Neo4j vs Dgraph - The numbers speak for themselves - Dgraph Blog

As Dgraph is nearing its v0.8 release, we wanted to spend some time comparing it against Neo4j, which is the most popular graph database. We have divided this post into five parts:

  1. Loading data
  2. Querying
  3. Issues faced
  4. Features
  5. Principles behind Dgraph

Set up

  • Thinkpad T460 laptop running Ubuntu Linux, Intel Core i7, with 16 GB RAM and SSD storage.
  • Neo4j v3.1.0
  • Dgraph from master branch (commit: 100c104a)

1. Loading Data

We wanted to load a dense graph data set involving real world data. We at Dgraph have been using the Freebase film data for our development and testing. We feel this data is highly interconnected and makes a good use case for storing in a graph database.

The first problem we faced was that Neo4j doesn’t accept data in RDF format directly 3.1 . The loader for Neo4j accepts data in CSV format which is essentially what SQL tables have. In our 21 million dataset, we have 50 distinct types of entities and 132 types of relationships between these entities. If we were to try and convert it to CSV format, we would end up with 100s of CSV files. One file for each type of entity, and one file per relationship between two types of entities. While this is okay for relational data, this doesn’t work for graph data sets, where each entity can be of multiple types, and relationships between entities are fluid.

So, we looked into the next best option to load graph data into Neo4j. We wrote a small program similar to the Dgraphloader which reads N-Quads, batches them and tries to load them concurrently into Neo4j. This program used Bolt, a new protocol by Neo4j. It is the fastest way we could find to load RDF data into Neo4j. In the video below, you can see a comparison of loading 1.1 million N-Quads on Dgraph vs. Neo4j.

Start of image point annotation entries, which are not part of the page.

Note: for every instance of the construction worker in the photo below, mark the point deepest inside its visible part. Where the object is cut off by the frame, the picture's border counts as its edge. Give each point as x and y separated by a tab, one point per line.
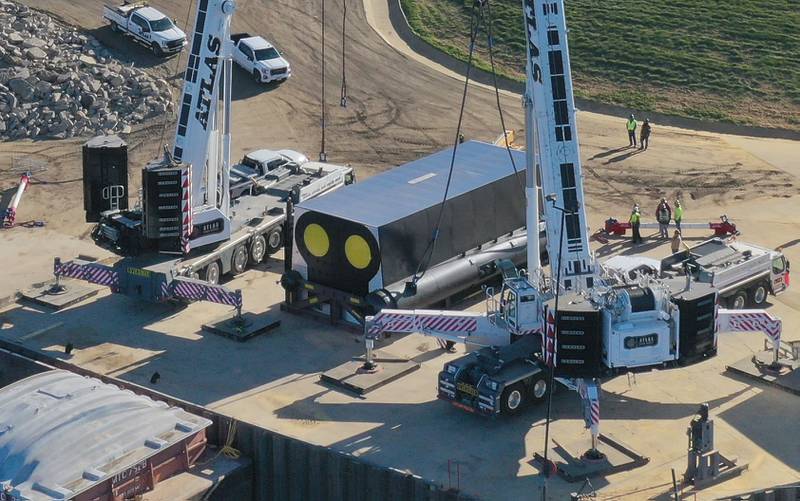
663	215
631	126
644	138
678	216
676	242
635	221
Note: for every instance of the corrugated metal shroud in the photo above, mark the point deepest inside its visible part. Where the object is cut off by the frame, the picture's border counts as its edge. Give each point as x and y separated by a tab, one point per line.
62	434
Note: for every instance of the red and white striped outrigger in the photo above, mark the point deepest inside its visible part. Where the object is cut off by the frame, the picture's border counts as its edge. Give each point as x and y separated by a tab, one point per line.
454	326
114	277
752	321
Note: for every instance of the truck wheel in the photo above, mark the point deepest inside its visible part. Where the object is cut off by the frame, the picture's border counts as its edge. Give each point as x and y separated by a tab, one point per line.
258	249
738	301
274	240
758	294
239	260
513	399
539	388
211	273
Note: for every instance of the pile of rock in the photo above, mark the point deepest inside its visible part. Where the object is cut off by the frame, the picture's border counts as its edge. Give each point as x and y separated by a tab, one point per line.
56	82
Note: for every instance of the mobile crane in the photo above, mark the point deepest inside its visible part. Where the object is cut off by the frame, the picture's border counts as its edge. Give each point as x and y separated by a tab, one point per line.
188	231
603	326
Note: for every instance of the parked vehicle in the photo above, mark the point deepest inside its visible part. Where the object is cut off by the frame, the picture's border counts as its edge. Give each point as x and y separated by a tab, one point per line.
146	25
745	274
260	58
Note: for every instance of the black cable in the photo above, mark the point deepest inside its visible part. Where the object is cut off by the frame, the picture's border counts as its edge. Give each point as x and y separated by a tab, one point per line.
322	155
490	43
343	99
475	22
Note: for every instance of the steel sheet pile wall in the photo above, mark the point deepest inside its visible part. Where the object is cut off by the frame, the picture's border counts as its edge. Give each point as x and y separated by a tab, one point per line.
288	469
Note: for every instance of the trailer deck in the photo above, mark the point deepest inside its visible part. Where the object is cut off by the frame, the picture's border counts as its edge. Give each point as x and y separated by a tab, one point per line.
274	381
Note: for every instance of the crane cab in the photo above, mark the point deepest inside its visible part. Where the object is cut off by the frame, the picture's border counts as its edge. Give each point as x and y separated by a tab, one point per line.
520	306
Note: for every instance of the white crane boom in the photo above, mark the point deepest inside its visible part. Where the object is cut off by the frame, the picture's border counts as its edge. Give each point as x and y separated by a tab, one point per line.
199	142
550	120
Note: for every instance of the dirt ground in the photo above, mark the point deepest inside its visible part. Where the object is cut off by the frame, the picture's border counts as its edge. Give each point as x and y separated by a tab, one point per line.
400	109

Note that we only used 20 concurrent connections and batched 200 N-Quads for each request because Neo4j doesn’t work well if we increase either the number of connections or N-Quads per connection beyond this. In fact, that’s a sure way to make Neo4j data corrupt and hang the system 3.2 . For Dgraph, we typically send 1000 N-Quads per request and have 500 concurrent connections.

With the golden data set of 1.1 million N-Quads, Dgraph outperformed Neo4j 46.7k to 280 N-Quads per second. In fact, the Neo4j loader process never finished (we killed it after a considerable wait).

Dgraph is 160x faster than Neo4j for loading graph data.

2. Querying

We would have ideally liked to load up the entire 21 million RDF dataset so that we could compare the performance of both databases at scale. But given the difficulties we faced loading large amounts of data into Neo4j, we resorted to a subset dataset of 1.3 million N-Quads containing only certain types of entities and relationships. After a painful process, we converted our data into five CSV files, one for each type of entity (film, director, and genre) and two for the relationships between them; so that we could do some queries. We loaded these files into Neo4j using their import tool.

./neo4j start
./neo4j-admin import --database film.db --id-type string --nodes:Film $DATA/films.csv --nodes:Genre $DATA/genres.csv --nodes:Director $DATA/directors.csv --relationships:GENRE $DATA/filmgenre.csv --relationships:FILMS $DATA/directorfilm.csv

Then we created some indexes in Neo4j for the best query performance.

CREATE INDEX ON :Director(directorId)
CREATE INDEX ON :Director(name)
CREATE INDEX ON :Film(release_date)

We tested Neo4j twice. Once with query caching turned off, and then with query caching turned on. Generally, it does not make sense to benchmark queries with caching turned on, but we decided to set it because that’s the default behavior Neo4j users see. You can set it by modifying the following variable in conf/neo4j.conf.

dbms.query_cache_size=0

Dgraph does not do any query caching. We loaded an equivalent data set into Dgraph using the following schema and the commands below.

scalar (
    type.object.name.en: string @index
    film.film.initial_release_date: date @index
)

The schema file specifies creation of an index on the two predicates.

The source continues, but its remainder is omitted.